“As a child I felt myself to be alone, and I am still, because I know things
and must hint at things which others apparently know nothing of,
and for the most part do not want to know.”
– C.G. Jung, Memories, Dreams, Reflections
Working with Children and Young People
Seeing a specialised psychotherapist is worth considering when your child or adolescent is facing:
- Developmental delays
- Sexual, physical or emotional abuse
- Trauma, loss and attachment difficulties
- Signs of emotional distress, sadness or depression
- Excessive anxiety, aggression and self-harm
- Social withdrawal and isolation
- Selective mutism
- Problems with separation, divorce or relocation
- Bereavement issues
- Significant changes in their behaviour, appetite and school performance
- Excessive school absenteeism or tardiness
- Development of, or an increase in, physical complaints despite no medical reasons
- Signs of alcohol, drug or other substance abuse
- And other psychological or emotional issues
If a child lives with criticism: It learns to condemn.
If a child lives with hostility: It learns to fight.
If a child lives with ridicule: It learns to be shy.
If a child lives with shame: It learns to be guilty.
If a child lives with tolerance: It learns to be patient.
If a child lives with encouragement: It learns confidence.
If a child lives with praise: It learns to appreciate.
If a child lives with fairness: It learns justice.
If a child lives with security: It learns to have faith.
If a child lives with approval: It learns to like itself.
If a child lives with acceptance and friendship: It learns to find love both in itself and in the world.
– ANONYMOUS
Youthful Approach
Lale Akhrass, Integrative Psychotherapist:
“I have extensive experience working with children and teenagers of all ages, who see me for a variety of complex reasons. Overall, my approach centres on understanding the unique problems, and emotional, and developmental needs of each child or teenager. Although I account for their life history, we explore and work on issues and difficulties that affect them in the present. The first step is to make sure the child or teenager feels psychologically safe enough to share their struggles with me.

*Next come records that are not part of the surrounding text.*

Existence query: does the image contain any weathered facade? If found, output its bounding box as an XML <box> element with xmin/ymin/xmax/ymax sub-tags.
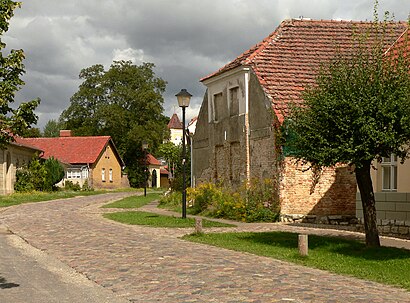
<box><xmin>0</xmin><ymin>142</ymin><xmax>41</xmax><ymax>195</ymax></box>
<box><xmin>192</xmin><ymin>20</ymin><xmax>405</xmax><ymax>221</ymax></box>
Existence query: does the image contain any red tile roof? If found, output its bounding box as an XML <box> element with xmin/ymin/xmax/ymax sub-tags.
<box><xmin>168</xmin><ymin>114</ymin><xmax>183</xmax><ymax>129</ymax></box>
<box><xmin>201</xmin><ymin>19</ymin><xmax>407</xmax><ymax>122</ymax></box>
<box><xmin>16</xmin><ymin>136</ymin><xmax>123</xmax><ymax>164</ymax></box>
<box><xmin>147</xmin><ymin>154</ymin><xmax>161</xmax><ymax>165</ymax></box>
<box><xmin>386</xmin><ymin>29</ymin><xmax>410</xmax><ymax>57</ymax></box>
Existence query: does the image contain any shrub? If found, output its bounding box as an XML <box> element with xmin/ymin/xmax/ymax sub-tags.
<box><xmin>14</xmin><ymin>156</ymin><xmax>48</xmax><ymax>192</ymax></box>
<box><xmin>159</xmin><ymin>191</ymin><xmax>182</xmax><ymax>209</ymax></box>
<box><xmin>64</xmin><ymin>180</ymin><xmax>81</xmax><ymax>191</ymax></box>
<box><xmin>187</xmin><ymin>180</ymin><xmax>280</xmax><ymax>222</ymax></box>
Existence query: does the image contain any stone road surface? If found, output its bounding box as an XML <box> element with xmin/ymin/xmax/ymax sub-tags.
<box><xmin>0</xmin><ymin>193</ymin><xmax>410</xmax><ymax>303</ymax></box>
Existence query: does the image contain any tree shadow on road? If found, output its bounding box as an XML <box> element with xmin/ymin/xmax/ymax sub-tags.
<box><xmin>0</xmin><ymin>276</ymin><xmax>20</xmax><ymax>289</ymax></box>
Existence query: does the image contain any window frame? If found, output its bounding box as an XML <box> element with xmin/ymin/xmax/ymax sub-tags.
<box><xmin>381</xmin><ymin>154</ymin><xmax>398</xmax><ymax>192</ymax></box>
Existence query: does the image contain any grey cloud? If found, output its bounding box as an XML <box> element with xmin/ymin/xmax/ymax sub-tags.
<box><xmin>5</xmin><ymin>0</ymin><xmax>410</xmax><ymax>126</ymax></box>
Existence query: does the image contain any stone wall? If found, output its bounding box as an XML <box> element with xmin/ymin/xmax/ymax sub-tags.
<box><xmin>356</xmin><ymin>192</ymin><xmax>410</xmax><ymax>238</ymax></box>
<box><xmin>280</xmin><ymin>157</ymin><xmax>356</xmax><ymax>223</ymax></box>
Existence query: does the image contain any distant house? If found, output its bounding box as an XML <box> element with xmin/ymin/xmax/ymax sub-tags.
<box><xmin>0</xmin><ymin>142</ymin><xmax>42</xmax><ymax>195</ymax></box>
<box><xmin>16</xmin><ymin>130</ymin><xmax>128</xmax><ymax>189</ymax></box>
<box><xmin>192</xmin><ymin>19</ymin><xmax>406</xmax><ymax>221</ymax></box>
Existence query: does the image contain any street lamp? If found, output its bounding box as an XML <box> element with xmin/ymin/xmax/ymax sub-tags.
<box><xmin>175</xmin><ymin>89</ymin><xmax>192</xmax><ymax>219</ymax></box>
<box><xmin>142</xmin><ymin>141</ymin><xmax>148</xmax><ymax>197</ymax></box>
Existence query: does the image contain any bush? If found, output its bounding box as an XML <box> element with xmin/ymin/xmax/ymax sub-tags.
<box><xmin>14</xmin><ymin>156</ymin><xmax>48</xmax><ymax>192</ymax></box>
<box><xmin>159</xmin><ymin>191</ymin><xmax>182</xmax><ymax>209</ymax></box>
<box><xmin>187</xmin><ymin>180</ymin><xmax>280</xmax><ymax>222</ymax></box>
<box><xmin>64</xmin><ymin>180</ymin><xmax>81</xmax><ymax>191</ymax></box>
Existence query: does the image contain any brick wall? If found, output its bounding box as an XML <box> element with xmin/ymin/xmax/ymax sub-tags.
<box><xmin>91</xmin><ymin>145</ymin><xmax>122</xmax><ymax>189</ymax></box>
<box><xmin>280</xmin><ymin>157</ymin><xmax>356</xmax><ymax>216</ymax></box>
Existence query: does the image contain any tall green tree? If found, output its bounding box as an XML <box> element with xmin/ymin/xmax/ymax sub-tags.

Attunement, containment and empathic communication are some of the skills used to build a connection with the child or teenager, and to engage them in positive ways and allow their transformative process to unfold. Containment means to bear the intensity of distressing feelings without dismissing them or trying to make it better for the person. This allows the child or teenager to work through their difficult feelings rather than defending against them.
Play therapy, sand play, and other creative techniques such as drawing and storytelling are offered to help the child reveal their inner world, the complexity of their emotions, and the crux of the difficulties. Creative drama, role play and movement also allow me to help them to work through very painful experiences, to make sense of their emotions, and to find a way forward. Though teenagers often prefer to talk, many choose to work with the sand, art, music and creative writing.
I aim to help children and teenagers build sufficient internal resources that enables them to bear and talk about the core emotions that are blocking their ability to thrive. In time, they develop self-awareness and insight, which are necessary for social and emotional resilience, and assist them in making healthier choices.”
The Main Challenge
When a child or teenager suffers emotional pain, this shows in their thoughts and actions. They have no idea why they are suffering or hurting those closest to them; nor can they be expected to understand or cope alone. Unequipped with the internal resources required, they begin to believe there is something fundamentally wrong with them. This flawed self-belief can have a devastating impact on their development, relationships and learning, especially if their painful experiences occurred in very early infancy, when the foundations of the emerging self are laid.
If unattended, the problems may temporarily disappear, only to resurface later. If trauma is experienced, a wound is encoded deep in the body (its physiology) and in relational trauma, in the brain too.
A traumatised child’s life is hijacked by their distress because they will enact the unprocessed, unendurable emotions that have been triggered internally or externally even when the threat no longer exists in reality. Intervention as early as possible is advisable to help them with the emotional difficulties, trauma and loss, not only to reduce the impact of their suffering, but to restore psychological health quicker.